After reviewing the evidence, documentary and oral, we think this contention is without merit. In whatever manner the Master and trial court may have analyzed the evidence—whether the documents alone were considered as entitled to greater weight than the oral testimony, or whether the oral testimony on behalf of the plaintiffs be accepted, or that on behalf of the defendants, and whether the price of the property was in fact $28,000 or $24,000—in any event, there is amply sufficient evidence to support the finding that the defendants were in fact indebted to Superior Home Builders, Inc. in the sum of $5,000 on this particular note and second mortgage, which has not been paid, in money or services, except to the extent of $240.

*534The defendants’ last contention is that the plaintiff was not a bona fide purchaser or innocent holder since she reacquired the note and mortgage in January, 1956 from William Kracke at which time they were in default as to principal and interest. No authorities are cited in support thereof.

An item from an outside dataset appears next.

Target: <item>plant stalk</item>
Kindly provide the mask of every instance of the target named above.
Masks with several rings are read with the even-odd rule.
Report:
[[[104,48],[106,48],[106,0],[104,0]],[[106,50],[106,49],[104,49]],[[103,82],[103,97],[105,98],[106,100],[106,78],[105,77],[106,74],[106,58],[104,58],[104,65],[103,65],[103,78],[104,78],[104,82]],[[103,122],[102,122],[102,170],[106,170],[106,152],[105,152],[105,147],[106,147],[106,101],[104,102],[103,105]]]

This need not be discussed or determined because it would seem to be immaterial, under the circumstances, in the light of the foregoing, whether she was or was not a bona fide purchaser or innocent holder for value—she is the legal holder or bearer for value thereof.

The decree is not contrary to the manifest weight of the evidence, there is no error of law, and it will, therefore, be affirmed.

Affirmed.

WRIGHT, P. J. and SOLFISBURG, J., concur.